The Hero's Journey is an infamous device used in Hollywood scriptwriting classes, a five-step plan at the heart of every formulaic film.

On the wall of Lionhead's spacious boardroom, that formula is laid out pat. A hero of humble origin (part one - Departure) is forced into a great journey or quest (part two - Initiation). The quest can be physical or internal (part three - Dragon Battle).

He meets his ideal partner along the way (part four - Romance). Then it's the finale, and the return home (part five - Return).

The Hero's Journey is the reason The Movies can work. Lionhead's huge team of artists fill a cavernous hanger of an office, a good football pitch's worth of cubicles and curious animation folk. They're busy prepping hours and hours worth of sequences based around The Hero's Journey, which are then applied to every genre.

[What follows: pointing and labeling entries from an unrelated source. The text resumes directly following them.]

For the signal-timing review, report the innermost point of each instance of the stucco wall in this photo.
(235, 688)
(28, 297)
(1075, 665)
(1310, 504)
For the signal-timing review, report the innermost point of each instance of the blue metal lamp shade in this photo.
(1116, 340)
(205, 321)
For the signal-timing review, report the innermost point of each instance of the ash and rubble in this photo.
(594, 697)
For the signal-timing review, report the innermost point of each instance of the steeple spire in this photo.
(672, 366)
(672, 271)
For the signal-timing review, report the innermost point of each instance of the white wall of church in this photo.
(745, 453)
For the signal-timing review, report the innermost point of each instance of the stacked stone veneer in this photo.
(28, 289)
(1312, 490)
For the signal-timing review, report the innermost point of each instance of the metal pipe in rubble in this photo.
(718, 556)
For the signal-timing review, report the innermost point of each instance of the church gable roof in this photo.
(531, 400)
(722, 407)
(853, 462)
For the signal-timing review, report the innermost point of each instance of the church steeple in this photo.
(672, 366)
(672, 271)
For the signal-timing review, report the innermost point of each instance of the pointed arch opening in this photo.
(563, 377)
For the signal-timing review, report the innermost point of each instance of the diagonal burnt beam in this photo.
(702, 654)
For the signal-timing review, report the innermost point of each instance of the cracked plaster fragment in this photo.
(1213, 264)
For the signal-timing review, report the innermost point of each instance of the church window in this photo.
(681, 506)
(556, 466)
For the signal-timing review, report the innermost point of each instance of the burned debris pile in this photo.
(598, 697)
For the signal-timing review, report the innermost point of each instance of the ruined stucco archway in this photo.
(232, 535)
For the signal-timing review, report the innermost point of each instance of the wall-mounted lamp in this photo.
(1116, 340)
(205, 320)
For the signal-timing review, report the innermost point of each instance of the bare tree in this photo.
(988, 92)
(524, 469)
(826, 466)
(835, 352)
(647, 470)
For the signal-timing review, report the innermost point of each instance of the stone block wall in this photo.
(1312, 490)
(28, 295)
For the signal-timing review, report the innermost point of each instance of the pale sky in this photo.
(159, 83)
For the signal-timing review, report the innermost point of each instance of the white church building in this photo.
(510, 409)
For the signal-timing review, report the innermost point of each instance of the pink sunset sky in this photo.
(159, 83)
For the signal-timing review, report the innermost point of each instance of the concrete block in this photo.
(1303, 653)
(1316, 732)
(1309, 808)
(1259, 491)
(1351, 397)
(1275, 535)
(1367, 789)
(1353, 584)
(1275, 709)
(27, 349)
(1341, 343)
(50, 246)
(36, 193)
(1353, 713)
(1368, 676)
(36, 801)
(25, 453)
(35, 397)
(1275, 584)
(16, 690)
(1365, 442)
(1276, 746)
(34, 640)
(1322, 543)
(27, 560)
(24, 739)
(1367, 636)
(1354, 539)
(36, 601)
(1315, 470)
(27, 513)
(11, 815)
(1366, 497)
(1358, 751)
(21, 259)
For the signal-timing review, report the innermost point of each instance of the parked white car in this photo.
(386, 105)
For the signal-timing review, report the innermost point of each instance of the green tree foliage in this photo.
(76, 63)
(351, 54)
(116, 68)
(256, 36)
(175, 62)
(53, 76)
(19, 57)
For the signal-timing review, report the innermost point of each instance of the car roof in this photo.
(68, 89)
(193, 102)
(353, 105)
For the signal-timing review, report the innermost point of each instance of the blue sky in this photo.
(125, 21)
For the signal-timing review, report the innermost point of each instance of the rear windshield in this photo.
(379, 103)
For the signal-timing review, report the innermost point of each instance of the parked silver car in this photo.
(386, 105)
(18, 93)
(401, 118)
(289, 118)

It's an ideal modular template into which you'll be free to plug in your chosen stars, props, sets and scripts, simply by dragging them off the lot, and on to the stage.

There's another revelation at the heart of The Movies. It's the realisation that management games don't have to be about endless screens of statistics, economics and balancing columns of figures.

Now management is physical, more hands-on. Information appears as interconnected bubbles - and only when you request it. You don't just order stars on to a set, you drag them out of rehearsals and on to the stage. Movie scripts are physical objects, as are sets and props, even the staff.

Drag one piece on to another for surprising reactions. Handymen and starlets go well together. As do best boys and your leading man, but that's Hollywood. Scripts and handymen. Writers and booze. The potential for self destruction is enormous.

In turn, that should give birth to something special. The Hero's Journey is about to begin.